The World’s Largest Photo Returns Home to California

The Great Picture
The Great Picture

The world’s largest photograph taken on the world’s largest camera has returned home to California after being exhibited around the world.

Visitors to the Great Park in Irvine will be able to see The Great Picture once more: a 31-foot by 111-foot print showing a view of Marine Corps Air Station El Toro which used to operate on the site of the Great Park.

What is The Great Picture?

The Great Picture was created by six photographers on July 6, 2006, and effectively employed an abandoned jet hangar as a giant pinhole camera.

Six artists Jerry Burchfield, Mark Chamberlain, Jacques Garnier, Rob Johnson, Douglas McCulloh, and Clayton Spada set out to document as much of the El Toro air base before it was demolished and their magnum opus was The Great Picture.

The Legacy Project
The Legacy Project artists: (from left) Mark Chamberlain, Robert Johnson, Jerry Burchfield, Jacques Garnier, Douglas McCulloh, Clayton Spada

PetaPixel reported back in 2011 how over the course of two months the hangar was converted into a camera obscura darkening the space with 24,000 square feet of plastic, 1,300 gallons of foam filler, 1.52 miles of tape, and 40 cans of spray paint.

A staggering 80 liters of emulsion was used to make the canvas light-sensitive and the aperture was a 6mm hole in the side of the hangar that projected the image onto the canvas. The photograph was exposed for 35 minutes.

600 gallons of the traditional black and white developer was used to develop the canvas, and 1,200 gallons of fixer was applied afterward. It was then washed using fire hoses spraying at 750 gallons per minute.

The Great Picture
The Great Picture

“We pulled it off through the help of probably 400 volunteers, at one time or another, who came to help,” Jacques Garnier, president of the Legacy Project, tells the Daily Pilot in a recent interview.

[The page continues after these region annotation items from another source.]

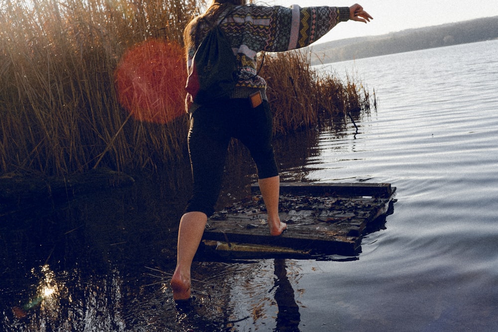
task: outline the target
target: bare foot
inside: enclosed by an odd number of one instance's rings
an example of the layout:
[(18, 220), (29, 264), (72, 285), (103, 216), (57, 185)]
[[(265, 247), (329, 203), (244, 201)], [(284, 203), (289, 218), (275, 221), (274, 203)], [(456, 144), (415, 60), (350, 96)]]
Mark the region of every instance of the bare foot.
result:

“There was a row of former jet hangars, helicopter squadron hangars that were facing the control towers that would have just made beautiful camera obscuras, so we picked one and went from there,” adds Clayton Spada. “After that, for the year from the time of inception to the time we actually did it, we were fundraisers, we were politicians, we were construction workers, anything but artists.

“It was fortunate that we had beer because if we had any inkling of what we would have gotten ourselves into, we would have easily talked our way out of it, just the logistics of this. I’d do it again in a heartbeat. It’s one of the most insane things we’ve ever done.”

The Great Picture: Making the World’s Largest Photograph is currently on exhibit until May 7 at Palm Court Arts Complex in Irvine

The amazing photograph was previously shown at the Smithsonian Institution’s National Air and Space Museum and the Central Academy of Fine Arts in Beijing, China.